Dwarf Tomato Varieties for the Windowsill
There are many advantages when growing dwarf tomatoes – perhaps the main one is that you can grow them inside where it is warm and dry.
Container Size for Dwarf Varieties
To be successful it’s important to grow varieties that are happy in a small container.
Dwarf varieties are the obvious choice for pots. Most will grow well in a 6 inch pot and if you have room on the windowsill for a 6 to 8 inch pot, you will get very good results.
Often, the amount of room provided for the roots, determines the size and quantity of the tomatoes. A small pot will reduce the productivity of a plant and its root area. The roots may become pot-bound so it is best to use as big a pot as you have room for.
Because dwarf plants grow upright, and their stems are easily damaged, it is good to support the tomatoes with canes or sticks. If the main stem breaks then the whole crop is ruined.
Another consideration when growing tomatoes inside, is the amount of light available – tomato plants need light!
Given a bright windowsill with some sunshine, it is possible to get a good crop. An option, if there is no direct sunlight, is to use a small grow light to supplement low light levels.

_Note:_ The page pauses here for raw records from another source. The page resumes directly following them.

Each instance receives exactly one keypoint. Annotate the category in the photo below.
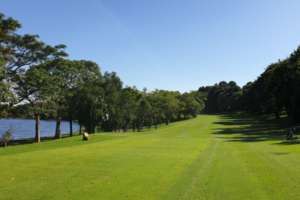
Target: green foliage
(276, 90)
(186, 160)
(222, 97)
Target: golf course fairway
(209, 157)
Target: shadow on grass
(246, 128)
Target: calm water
(23, 128)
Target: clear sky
(167, 44)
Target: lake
(25, 128)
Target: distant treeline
(37, 80)
(276, 91)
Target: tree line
(38, 80)
(276, 91)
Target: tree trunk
(71, 127)
(57, 129)
(37, 128)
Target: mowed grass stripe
(186, 160)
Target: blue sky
(167, 44)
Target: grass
(210, 157)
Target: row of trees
(38, 78)
(275, 91)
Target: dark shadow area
(240, 127)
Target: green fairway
(210, 157)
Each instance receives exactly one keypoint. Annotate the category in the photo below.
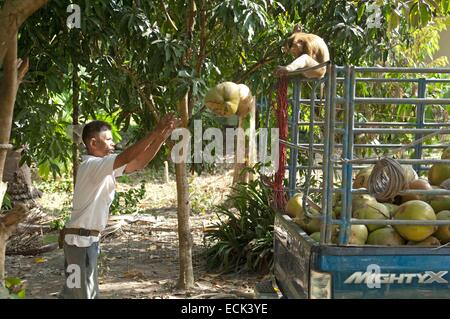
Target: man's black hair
(93, 128)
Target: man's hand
(281, 70)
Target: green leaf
(361, 10)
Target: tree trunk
(186, 279)
(75, 120)
(8, 224)
(12, 15)
(8, 91)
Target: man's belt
(75, 231)
(80, 232)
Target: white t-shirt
(94, 193)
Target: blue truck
(307, 268)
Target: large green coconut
(438, 173)
(359, 234)
(372, 211)
(443, 232)
(315, 236)
(223, 99)
(418, 184)
(386, 236)
(294, 206)
(430, 241)
(392, 208)
(410, 173)
(440, 203)
(446, 153)
(361, 200)
(415, 210)
(362, 178)
(312, 225)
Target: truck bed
(399, 272)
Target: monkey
(309, 50)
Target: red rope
(282, 120)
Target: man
(93, 194)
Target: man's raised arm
(145, 149)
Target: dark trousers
(80, 268)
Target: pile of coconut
(405, 207)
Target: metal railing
(344, 161)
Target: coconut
(246, 100)
(430, 241)
(386, 236)
(443, 232)
(361, 200)
(438, 173)
(312, 225)
(359, 234)
(223, 99)
(410, 173)
(300, 222)
(420, 184)
(446, 153)
(294, 206)
(415, 210)
(315, 236)
(372, 211)
(440, 203)
(445, 184)
(392, 208)
(362, 178)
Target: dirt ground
(140, 260)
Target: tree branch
(148, 100)
(254, 68)
(161, 2)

An LED grow light could look very attractive the Kitchen windowsill. Maybe a few herbs too. Battery LED lights are now available – electric lamps may be a bit dangerous directly above the washing up bowl!
List of Dwarf Tomato Varieties
Here’s a list of dwarf varieties that will grow well in a small container, and in most cases, produce a decent size cherry tomato.
- Sweet ‘n’ Neat
- Pot Minibel
- Tom Thumb
- Micro Tom
- Balconi Red and Yellow
There are plenty more, but these are ones that I’ve grown and can recommend.
Dwarf tomato plants usually grow upright and do not have the trailing habit of the Tumblers.
Watering in Small Containers
An important issue when growing in small containers is the speed at which the soil dries out, especially in warm temperatures.
It’s good to stand pots in trays so that they can be fully watered. However, trays or saucers should always be allowed to run dry each day so that the soil in a pot doesn’t remain saturated with water. Better still, empty any drainage water that remains in a tray after about 10 minutes.
As the soil dries slightly, air is allowed back into the soil cavities – roots need air as well as water for healthy growth.
Feeding Dwarf Tomato Plants
Because roots are restricted in a small pot, it’s important to get the feeding right. Generally, little and often is the best way to feed tomatoes.
For plants with small root areas, regular feeding is even more important because there is less soil and food available. Giving half (or even less) the recommended dose – but fed at every watering is a good way to go.
Extending The Season
Growing dwarf tomato varieties inside, also means that the season can be extended in both directions. Earlier sowing without the risk of frost – assuming you have a frost free windowsill. Conservatories and front porches are often very good too.